Watchdog to investigate baby deaths
The health watchdog is to be called in to investigate the deaths of babies who died in one hospital over several years.
Health Minister James Reilly said the Hiqa inquiry would be ordered after chief medical officer Tony Holohan completes an initial review of the deaths of four babies at the Midlands Regional Hospital Portlaoise.
All died either during labour or within seven days of birth and a feature common to all of their deaths was anoxia, oxygen starvation to the brain.
It is believed foetal distress was not properly recognised or acted on while mothers were in labour.

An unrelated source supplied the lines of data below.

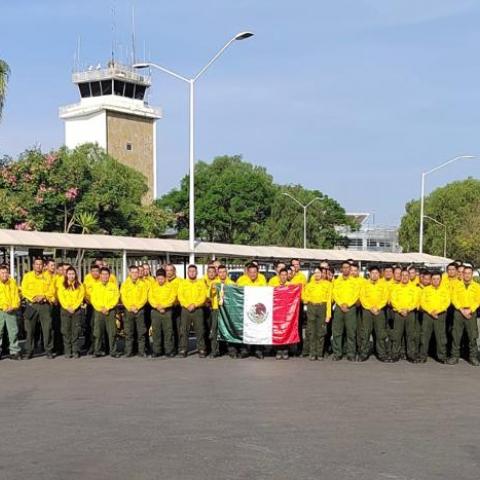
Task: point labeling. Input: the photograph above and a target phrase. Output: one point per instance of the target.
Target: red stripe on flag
(286, 308)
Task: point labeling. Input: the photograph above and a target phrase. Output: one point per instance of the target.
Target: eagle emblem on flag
(257, 313)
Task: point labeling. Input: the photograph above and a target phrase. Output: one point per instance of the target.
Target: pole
(12, 261)
(124, 265)
(305, 227)
(422, 202)
(191, 212)
(445, 243)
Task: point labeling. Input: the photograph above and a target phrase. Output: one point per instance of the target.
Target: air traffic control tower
(114, 113)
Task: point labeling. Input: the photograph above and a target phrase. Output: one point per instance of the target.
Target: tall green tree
(233, 200)
(457, 205)
(59, 190)
(4, 75)
(285, 225)
(237, 202)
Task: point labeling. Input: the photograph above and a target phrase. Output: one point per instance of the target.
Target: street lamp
(444, 234)
(422, 193)
(304, 214)
(191, 82)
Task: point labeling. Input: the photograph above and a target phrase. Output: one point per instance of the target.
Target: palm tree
(4, 74)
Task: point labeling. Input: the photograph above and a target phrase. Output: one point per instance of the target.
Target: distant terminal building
(113, 112)
(369, 236)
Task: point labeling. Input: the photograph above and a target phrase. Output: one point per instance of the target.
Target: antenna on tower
(113, 34)
(78, 53)
(134, 56)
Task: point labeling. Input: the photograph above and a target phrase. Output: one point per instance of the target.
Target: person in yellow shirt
(91, 278)
(252, 279)
(405, 299)
(192, 294)
(172, 278)
(282, 351)
(104, 298)
(71, 295)
(161, 297)
(221, 280)
(148, 278)
(374, 296)
(39, 293)
(134, 296)
(413, 275)
(317, 296)
(275, 280)
(9, 305)
(50, 268)
(449, 278)
(466, 301)
(434, 302)
(209, 278)
(346, 293)
(298, 277)
(244, 277)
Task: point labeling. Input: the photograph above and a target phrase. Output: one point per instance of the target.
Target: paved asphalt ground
(238, 419)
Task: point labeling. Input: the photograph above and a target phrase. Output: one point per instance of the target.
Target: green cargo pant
(437, 326)
(104, 324)
(135, 323)
(316, 329)
(9, 321)
(410, 326)
(381, 330)
(344, 321)
(214, 333)
(71, 326)
(162, 326)
(186, 319)
(460, 323)
(34, 313)
(369, 323)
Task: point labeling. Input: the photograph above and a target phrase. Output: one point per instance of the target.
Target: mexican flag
(259, 315)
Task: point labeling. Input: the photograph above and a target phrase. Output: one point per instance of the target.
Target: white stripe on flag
(257, 315)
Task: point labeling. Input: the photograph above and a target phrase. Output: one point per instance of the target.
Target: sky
(354, 98)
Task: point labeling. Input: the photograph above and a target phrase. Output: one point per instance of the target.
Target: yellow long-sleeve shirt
(9, 295)
(104, 296)
(434, 299)
(319, 292)
(134, 294)
(175, 283)
(374, 295)
(213, 291)
(346, 291)
(389, 283)
(450, 283)
(162, 296)
(245, 281)
(299, 279)
(466, 295)
(245, 278)
(192, 292)
(148, 280)
(71, 298)
(34, 285)
(405, 296)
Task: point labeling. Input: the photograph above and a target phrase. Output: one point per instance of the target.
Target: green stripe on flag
(230, 313)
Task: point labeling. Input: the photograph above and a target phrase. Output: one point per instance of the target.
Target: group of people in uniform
(393, 312)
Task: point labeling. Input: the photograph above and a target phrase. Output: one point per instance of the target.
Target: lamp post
(304, 214)
(444, 233)
(191, 83)
(422, 193)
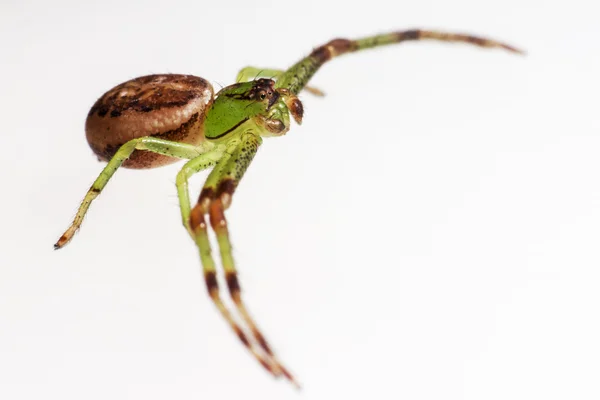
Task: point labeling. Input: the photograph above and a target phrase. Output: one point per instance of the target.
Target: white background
(430, 232)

Families have been pressing for an independent inquiry, including Mark and Roisin Molloy whose son Mark died 22 minutes after birth at the hospital on January 24, 2012.

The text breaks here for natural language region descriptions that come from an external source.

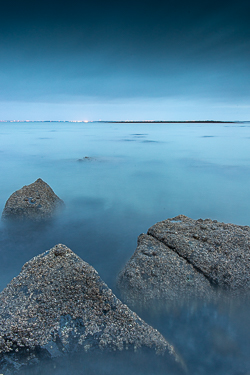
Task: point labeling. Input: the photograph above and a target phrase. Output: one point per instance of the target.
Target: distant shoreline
(132, 121)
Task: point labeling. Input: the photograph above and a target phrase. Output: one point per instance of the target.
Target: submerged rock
(58, 304)
(36, 201)
(181, 258)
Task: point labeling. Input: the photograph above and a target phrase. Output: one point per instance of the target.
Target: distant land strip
(136, 121)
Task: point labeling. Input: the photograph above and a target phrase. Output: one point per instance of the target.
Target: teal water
(134, 176)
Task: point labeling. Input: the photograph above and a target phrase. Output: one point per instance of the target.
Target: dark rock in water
(183, 258)
(58, 304)
(36, 201)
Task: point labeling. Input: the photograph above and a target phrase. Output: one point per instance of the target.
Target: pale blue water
(138, 174)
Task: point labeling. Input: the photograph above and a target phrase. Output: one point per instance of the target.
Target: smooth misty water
(137, 174)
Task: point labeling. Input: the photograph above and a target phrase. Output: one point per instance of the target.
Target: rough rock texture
(155, 272)
(59, 304)
(181, 257)
(36, 201)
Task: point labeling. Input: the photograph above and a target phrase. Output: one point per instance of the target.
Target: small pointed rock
(36, 201)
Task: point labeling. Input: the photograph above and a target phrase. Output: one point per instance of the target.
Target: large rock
(36, 201)
(181, 258)
(59, 304)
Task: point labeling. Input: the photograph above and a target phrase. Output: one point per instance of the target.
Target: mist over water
(116, 181)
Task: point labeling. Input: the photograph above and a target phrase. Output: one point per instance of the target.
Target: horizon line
(130, 121)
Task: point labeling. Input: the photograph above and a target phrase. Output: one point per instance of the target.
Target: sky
(125, 60)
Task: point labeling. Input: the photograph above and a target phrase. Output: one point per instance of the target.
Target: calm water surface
(134, 175)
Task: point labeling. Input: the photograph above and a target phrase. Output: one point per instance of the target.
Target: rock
(183, 258)
(58, 304)
(36, 201)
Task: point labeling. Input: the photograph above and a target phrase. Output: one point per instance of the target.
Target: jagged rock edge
(175, 250)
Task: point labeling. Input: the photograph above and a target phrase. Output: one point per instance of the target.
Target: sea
(117, 180)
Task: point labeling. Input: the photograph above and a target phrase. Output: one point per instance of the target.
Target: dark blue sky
(125, 60)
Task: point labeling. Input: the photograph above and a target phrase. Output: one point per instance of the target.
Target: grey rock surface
(58, 304)
(36, 201)
(155, 272)
(182, 257)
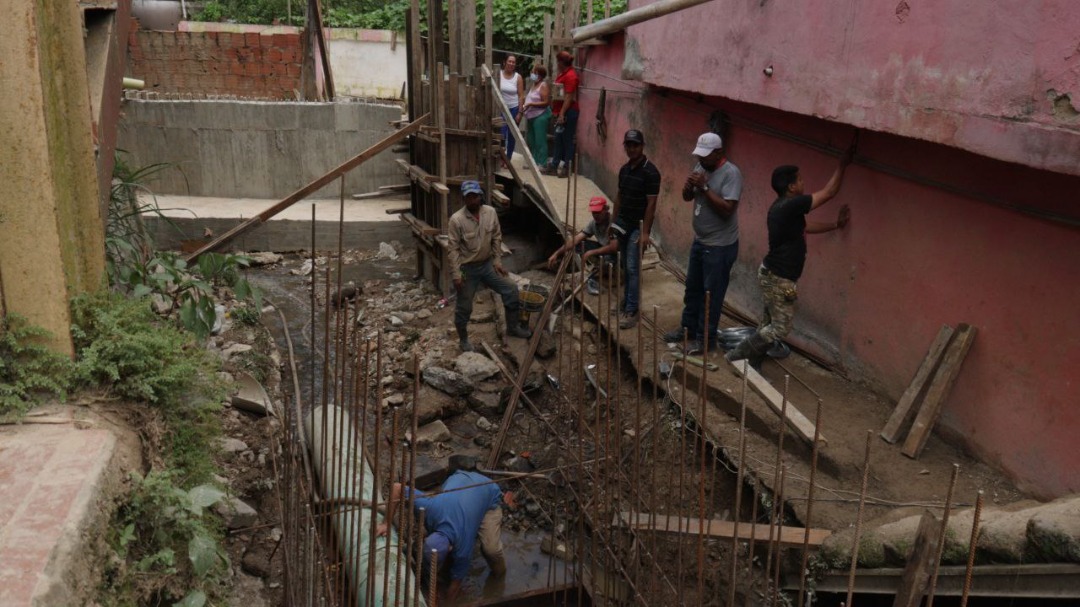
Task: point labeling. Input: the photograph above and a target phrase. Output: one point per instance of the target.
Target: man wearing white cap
(475, 257)
(715, 186)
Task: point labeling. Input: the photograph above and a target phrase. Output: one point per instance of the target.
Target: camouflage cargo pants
(780, 295)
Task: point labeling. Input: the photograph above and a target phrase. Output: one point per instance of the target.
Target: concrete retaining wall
(256, 149)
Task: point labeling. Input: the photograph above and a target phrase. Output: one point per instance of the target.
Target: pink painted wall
(1001, 79)
(916, 255)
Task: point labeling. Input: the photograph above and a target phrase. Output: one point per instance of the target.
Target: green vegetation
(166, 543)
(27, 368)
(517, 25)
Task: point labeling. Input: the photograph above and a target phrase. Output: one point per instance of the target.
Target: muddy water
(528, 568)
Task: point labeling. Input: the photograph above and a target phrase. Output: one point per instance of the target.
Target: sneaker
(674, 336)
(520, 331)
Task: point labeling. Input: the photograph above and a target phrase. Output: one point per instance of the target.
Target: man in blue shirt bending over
(468, 506)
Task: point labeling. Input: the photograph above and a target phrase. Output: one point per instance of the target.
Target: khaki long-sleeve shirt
(473, 239)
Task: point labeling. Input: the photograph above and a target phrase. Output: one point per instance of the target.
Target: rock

"We stayed with the Health Service Executive for two years. It has to be a full Hiqa inquiry, not only on baby deaths in Portlaoise but how these were allowed to happen - from the highest levels of the HSE and why alarm bells weren't ringing," Mr Molloy said.
"There does have to be decisiveness. It's been going on, in our case, two years. We need decisiveness, as well as being robust and quick and clear in getting to the bottom of what happened."
Over the weekend two of the families met the health minister and chief medical officer Tony Holohan, who is reviewing four baby deaths in Portlaoise.
"I have asked him (Mr Holohan) to do a report as expeditiously as possible," he said.
"I believe we will be calling in Hiqa but I think it would be a real value in Hiqa having the benefit of the CMO's report and his report will look at all relevant issues raised by the families.
"We have a real issue to be addressed here and I believe the families are entitled to all of the answers."
Mr Reilly said families affected will be intimately involved in the investigation.
Hiqa said its inspectors were already planning to carry out a review of governance structures in Portlaoise this year to examine the safety and quality standards in place at the hospital. It had planned the review before the baby deaths story emerged in an RTE Prime Time report last week.
A preliminary report from Dr Holohan is expected to be with the minister within weeks.
Members of the Oireachtas Health Committee met the Molloys today before discussing the issue at a private meeting.
The Molloys, from Co Offaly, who had to seek to have their son's death register changed from stillborn to newborn, have sought explanations on their son's death from the HSE for two years.
Roisin Molloy said it was essential that Hiqa get involved.
"We had tried the HSE system for investigations. It failed us and it failed Mark and the other parents as well," she said.
"It's been a long road to get here but at last we do feel that someone is listening to us and something will be done."
Taoiseach Enda Kenny said there needs to be decisiveness and clarity for mothers and expectant mothers in the maternity system.
"Clearly inefficiencies pointed out in the system that applied in Portlaoise have got to be addressed," he said.
The Oireachtas Health Committee said it remains open to meet other parents whose babies died in Portlaoise.